Fiscalização e posicionamento da empresa

Paralelamente à movimentação judicial, a Autoridade Nacional de Proteção de Dados (ANPD) iniciou na mesma sexta-feira um procedimento fiscalizatório com o objetivo de apurar eventuais violações ao ECA Digital por parte do aplicativo.

Em nota oficial enviada ao mercado e à imprensa, a administração do Discord declarou que repudia veementemente grupos ou indivíduos associados à promoção da violência, reforçando seu compromisso de cooperação com as investigações conduzidas pelas forças de segurança brasileiras.

A companhia argumenta que o servidor privado vinculado ao episódio em questão foi localizado e desarticulado antes do desfecho fatal da adolescente. Segundo a defesa da empresa, o ambiente virtual operava sob formato de convites restritos, o que impedia sua localização através das ferramentas de busca convencionais do aplicativo.

A corporação destacou que mantém equipes especializadas focadas na detecção de coletivos violentos, na exclusão de materiais que infrinjam suas diretrizes internas e no repasse de inteligência para agências de segurança pública. Conforme a empresa, alertas gerados internamente já subsidiaram operações policiais que culminaram em prisões.

Desde o mês de março de 2026, a plataforma passou a exigir validação de idade por meio de tecnologia de reconhecimento facial ou apresentação de documentação oficial para liberação de materiais adultos e modificação de parâmetros de segurança. No entanto, a eficácia operacional desses filtros permanece sob escrutínio dos órgãos reguladores, como a ANPD.

Confira na íntegra a manifestação oficial divulgada pelo Discord:

“O Discord não tolera grupos ou indivíduos que promovem ou incentivam a violência e estamos cooperando com as autoridades policiais na investigação deste grave caso.

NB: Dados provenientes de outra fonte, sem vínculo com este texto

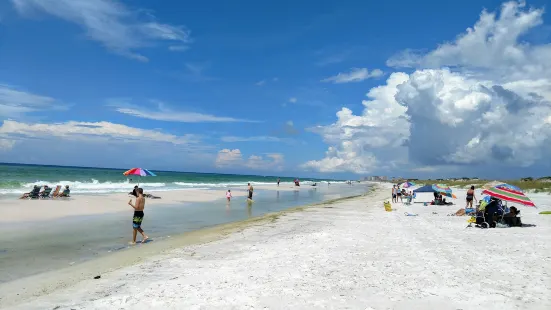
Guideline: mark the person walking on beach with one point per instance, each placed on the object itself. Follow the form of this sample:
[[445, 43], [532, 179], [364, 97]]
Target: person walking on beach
[[138, 206], [250, 190], [470, 197]]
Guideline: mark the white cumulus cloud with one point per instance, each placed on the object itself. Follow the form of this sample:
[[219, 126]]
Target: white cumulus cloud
[[228, 158], [481, 100]]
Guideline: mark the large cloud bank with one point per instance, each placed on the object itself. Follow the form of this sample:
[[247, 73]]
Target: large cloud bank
[[483, 99]]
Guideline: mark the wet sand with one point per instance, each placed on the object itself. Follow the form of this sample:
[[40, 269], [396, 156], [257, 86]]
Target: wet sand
[[29, 248]]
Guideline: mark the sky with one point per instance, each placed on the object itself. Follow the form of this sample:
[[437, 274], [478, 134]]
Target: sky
[[340, 89]]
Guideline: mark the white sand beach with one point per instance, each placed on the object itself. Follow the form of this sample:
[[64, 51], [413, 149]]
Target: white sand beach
[[350, 254], [19, 210]]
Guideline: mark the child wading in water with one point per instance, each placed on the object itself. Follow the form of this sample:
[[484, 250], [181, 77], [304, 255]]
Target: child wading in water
[[138, 216]]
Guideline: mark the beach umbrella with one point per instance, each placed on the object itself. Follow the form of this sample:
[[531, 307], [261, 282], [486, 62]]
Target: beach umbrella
[[407, 184], [141, 172], [510, 187], [449, 195], [442, 188], [510, 193]]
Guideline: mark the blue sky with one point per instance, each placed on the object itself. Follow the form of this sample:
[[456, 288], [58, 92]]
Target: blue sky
[[276, 88]]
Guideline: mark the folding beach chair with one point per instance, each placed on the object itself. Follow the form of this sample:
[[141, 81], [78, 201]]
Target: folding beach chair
[[34, 194], [56, 191]]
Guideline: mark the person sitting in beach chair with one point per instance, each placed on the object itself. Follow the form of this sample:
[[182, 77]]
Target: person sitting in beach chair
[[512, 218], [32, 194], [66, 192], [55, 193], [46, 192], [134, 193]]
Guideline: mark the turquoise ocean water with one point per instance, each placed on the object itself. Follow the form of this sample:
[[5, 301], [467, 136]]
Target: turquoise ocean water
[[18, 179]]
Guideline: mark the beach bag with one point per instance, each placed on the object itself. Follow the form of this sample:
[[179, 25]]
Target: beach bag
[[388, 206]]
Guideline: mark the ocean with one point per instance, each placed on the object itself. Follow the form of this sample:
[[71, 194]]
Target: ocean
[[16, 179]]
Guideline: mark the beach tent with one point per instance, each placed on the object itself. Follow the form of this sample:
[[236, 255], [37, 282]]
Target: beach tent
[[424, 194]]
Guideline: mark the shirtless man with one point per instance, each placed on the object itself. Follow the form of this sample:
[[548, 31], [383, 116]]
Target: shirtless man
[[250, 190], [138, 216], [470, 197]]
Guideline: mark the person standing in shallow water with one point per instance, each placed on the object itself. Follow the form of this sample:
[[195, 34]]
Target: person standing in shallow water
[[470, 197], [250, 190], [138, 207]]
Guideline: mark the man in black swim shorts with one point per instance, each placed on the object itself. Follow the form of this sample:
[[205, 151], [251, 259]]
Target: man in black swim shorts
[[250, 191], [138, 216]]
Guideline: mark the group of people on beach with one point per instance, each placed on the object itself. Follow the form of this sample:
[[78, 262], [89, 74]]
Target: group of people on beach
[[44, 191], [398, 193]]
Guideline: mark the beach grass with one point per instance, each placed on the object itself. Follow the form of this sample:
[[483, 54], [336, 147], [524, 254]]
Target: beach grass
[[532, 186]]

O Discord mantém um diálogo contínuo com as autoridades brasileiras, incluindo o Ministério da Justiça, e tem atuado de forma proativa ao reportar indivíduos às autoridades policiais brasileiras, contribuindo para operações que resultaram em prisões.

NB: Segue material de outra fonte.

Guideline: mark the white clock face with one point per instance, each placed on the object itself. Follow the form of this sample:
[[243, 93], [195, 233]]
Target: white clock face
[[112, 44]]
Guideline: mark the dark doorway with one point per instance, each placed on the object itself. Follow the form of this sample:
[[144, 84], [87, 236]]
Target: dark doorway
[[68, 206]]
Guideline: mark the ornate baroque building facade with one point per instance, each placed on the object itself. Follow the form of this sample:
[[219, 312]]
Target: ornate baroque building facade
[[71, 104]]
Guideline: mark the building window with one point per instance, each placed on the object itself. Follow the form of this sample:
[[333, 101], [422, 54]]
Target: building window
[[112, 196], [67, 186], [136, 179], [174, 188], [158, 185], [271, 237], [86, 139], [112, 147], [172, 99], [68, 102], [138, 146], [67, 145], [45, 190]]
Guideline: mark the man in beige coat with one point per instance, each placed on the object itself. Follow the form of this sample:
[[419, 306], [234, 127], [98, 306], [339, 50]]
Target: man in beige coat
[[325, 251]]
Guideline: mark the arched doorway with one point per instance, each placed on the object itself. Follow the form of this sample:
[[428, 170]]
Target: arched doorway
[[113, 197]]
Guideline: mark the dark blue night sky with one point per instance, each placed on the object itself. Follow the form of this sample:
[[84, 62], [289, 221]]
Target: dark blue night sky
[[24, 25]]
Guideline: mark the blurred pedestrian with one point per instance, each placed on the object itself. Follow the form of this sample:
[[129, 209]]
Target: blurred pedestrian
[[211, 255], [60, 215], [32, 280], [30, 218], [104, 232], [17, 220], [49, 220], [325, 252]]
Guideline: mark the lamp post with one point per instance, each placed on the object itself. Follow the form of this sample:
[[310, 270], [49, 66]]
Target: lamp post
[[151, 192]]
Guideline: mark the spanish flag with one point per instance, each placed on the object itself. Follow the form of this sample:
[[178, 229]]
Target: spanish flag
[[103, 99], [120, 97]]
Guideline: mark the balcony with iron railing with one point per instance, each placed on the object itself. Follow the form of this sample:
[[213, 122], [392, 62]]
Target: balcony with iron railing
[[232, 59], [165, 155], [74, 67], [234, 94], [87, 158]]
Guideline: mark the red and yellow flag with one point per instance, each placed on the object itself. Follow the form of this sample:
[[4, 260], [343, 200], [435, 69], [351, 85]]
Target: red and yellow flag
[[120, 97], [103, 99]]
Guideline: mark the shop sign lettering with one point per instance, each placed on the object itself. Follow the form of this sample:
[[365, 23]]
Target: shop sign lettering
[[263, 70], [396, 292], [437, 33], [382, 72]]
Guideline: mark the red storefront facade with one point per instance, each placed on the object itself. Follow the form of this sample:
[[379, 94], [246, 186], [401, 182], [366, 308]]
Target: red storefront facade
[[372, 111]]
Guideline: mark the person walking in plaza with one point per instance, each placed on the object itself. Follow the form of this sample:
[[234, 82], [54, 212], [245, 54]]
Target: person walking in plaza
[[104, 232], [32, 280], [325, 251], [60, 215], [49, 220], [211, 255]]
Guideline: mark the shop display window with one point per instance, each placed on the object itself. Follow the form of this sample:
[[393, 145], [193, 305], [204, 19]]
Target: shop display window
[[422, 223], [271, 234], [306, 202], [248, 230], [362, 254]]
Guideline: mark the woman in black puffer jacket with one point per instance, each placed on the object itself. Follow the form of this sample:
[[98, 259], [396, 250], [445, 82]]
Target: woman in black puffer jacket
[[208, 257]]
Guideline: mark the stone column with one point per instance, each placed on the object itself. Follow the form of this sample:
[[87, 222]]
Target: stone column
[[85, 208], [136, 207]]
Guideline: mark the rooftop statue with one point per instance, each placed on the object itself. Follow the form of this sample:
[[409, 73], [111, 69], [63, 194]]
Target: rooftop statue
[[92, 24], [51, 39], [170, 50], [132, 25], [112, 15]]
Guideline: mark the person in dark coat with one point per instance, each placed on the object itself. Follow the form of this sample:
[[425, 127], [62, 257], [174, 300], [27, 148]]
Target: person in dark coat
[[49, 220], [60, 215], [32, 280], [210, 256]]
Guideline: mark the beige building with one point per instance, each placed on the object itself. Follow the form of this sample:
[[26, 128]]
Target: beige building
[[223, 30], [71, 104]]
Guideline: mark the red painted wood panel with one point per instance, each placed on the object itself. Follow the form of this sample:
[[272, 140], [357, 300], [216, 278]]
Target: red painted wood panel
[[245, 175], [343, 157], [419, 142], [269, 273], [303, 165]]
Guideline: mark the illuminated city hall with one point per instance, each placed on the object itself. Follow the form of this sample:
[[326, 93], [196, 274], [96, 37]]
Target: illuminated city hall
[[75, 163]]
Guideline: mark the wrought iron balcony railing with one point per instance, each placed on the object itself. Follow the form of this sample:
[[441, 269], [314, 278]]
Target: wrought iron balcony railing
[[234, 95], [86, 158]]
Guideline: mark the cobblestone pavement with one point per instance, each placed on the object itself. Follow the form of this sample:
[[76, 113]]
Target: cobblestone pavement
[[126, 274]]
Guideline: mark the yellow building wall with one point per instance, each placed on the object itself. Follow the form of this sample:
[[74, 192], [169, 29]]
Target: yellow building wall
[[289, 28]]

Temos o compromisso com a segurança dos nossos usuários e contamos com equipes dedicadas a desarticular esses grupos, remover conteúdos que violem nossas políticas e tomar medidas contra os responsáveis por essas condutas.

Esperamos dar continuidade ao diálogo com os formuladores de políticas públicas no Brasil para promover uma experiência online mais segura para todos os usuários do Discord e em toda a internet.”

“O Discord investigou um servidor privado no qual acredita-se que indivíduos envolvidos em atividades criminosas tenham incentivado a automutilação e o desativou antes da morte da adolescente. O acesso ao servidor privado dependia de convite e ele não podia ser encontrado por outros usuários do Discord.

Contamos com equipes altamente especializadas que trabalham continuamente para combater indivíduos e grupos envolvidos em atividades violentas.

Essas equipes atuam diariamente para detectar indivíduos que representam ameaças graves, identificar possíveis vítimas, mitigar comportamentos de alto risco por meio da remoção sistemática de indivíduos mal-intencionados e de seus conteúdos, monitorar novos grupos que representem ameaças, restringir a reincidência e fornecer, quando apropriado, informações relevantes às autoridades policiais e a organizações de segurança online que atuam em todo o setor.

Como resultado das denúncias proativas feitas pelo Discord e das respostas às solicitações das autoridades policiais, extremistas violentos foram detidos pelas autoridades.

Continuaremos trabalhando de forma incansável para coibir esse tipo de comportamento e auxiliar na identificação, prisão e responsabilização criminal dos indivíduos envolvidos.”